Ways to Lower your Credit Score

It can be said in one sentence. Don’t pay your bills. Try a loan modification Let your house go into foreclosure. Get lots of credits cards and max them out. Pay one credit card with another. Increase your credit line as high as the bank allows.  Make your bank take your car back or better yet let the “repo” man come and repose it.   That’s how you can quickly lower your credit score.  But don’t stop there! There are lots of other actions you can take to send your score down the drain.

Once you’ve quit paying your bills make sure you never communicate in any way with those to whom you owe money. Be consistently late with your payments. You wouldn’t want them to think you’re not a deadbeat.  You could even call it your “deadbeat score.”  Just as responsible people have high credit scores; deadbeats have high scores too, just in the opposite direction.

As indicated, don’t pay your credit cards, car payments, store cards, utilities, cell phone, Internet, house or rent payments- etcetera, etcetera, etcetera as Yul Brenner used to say!  The list goes on and on and so do the consequences.  Credit card companies have learned through sad experience, as have all creditors that the way one pays his or her bills says a lot about that person.

It only takes a few months to ruin a credit score and years to rebuild it.  Where the problem comes in, is how the low score affects nearly everything you may do or want.  Unless you pay cash for everything, your credit score is used in nearly every aspect of your life not just what you buy.

For example, most landlords check your credit scores and history to see how you pay your bills to determine if they’ll rent to you.  They want to know if they’re going to get their rent and be paid on time.  A low credit score may even keep you from being able to rent an apartment.  Even if you are accepted, the chances are, landlords will raise the rents to protect themselves from deadbeats.

Another factor is that people who pay their bills on time are much less likely to trash they’re living accommodations.  It may not seem fair to assume that, but it’s the case with rentals. The truth tells the tale. 

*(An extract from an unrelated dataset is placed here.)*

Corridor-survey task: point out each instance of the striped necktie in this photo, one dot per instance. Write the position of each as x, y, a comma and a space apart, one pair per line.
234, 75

With your plunging credit score you can also lose your car insurance or at least have it raised.  The benefits of a low credit score just keep giving and giving.  Today, if you have a low credit score you’ll have a higher car insurance bill.  Does that sound good to you?  Insurance companies like everyone else measure what has become your deadbeat score. 

To become the best deadbeat you can be, just refuse to keep track of your spending habits.  It’s a little like the federal government.  It’s not how high the deficit is, it’s how much they can spend each year.  You too can have a multi-trillion dollar debt.

Here’s another tip that goes along with spending habits.  Don’t use money management programs like Quicken, Money, Peach, CheckBook or SimplyChecking.  You wouldn’t want to know where your money went, would you?  In this same vein, forget balancing your check book.  That might give you fair warning that something is amiss. 

Obviously this tongue-in-cheek approach to financial responsibility is meant to be a teaching opportunity.  Young people sometimes don’t want to be bothered by the effort to keep their financial house in order.  But they’re not the only ones.  Anyone who has a high “deadbeat score,” will also rate high on problems that result from that score.  For better or worse, a low credit score or high deadbeat score says a lot about a person’s fiscal responsibility and credibility.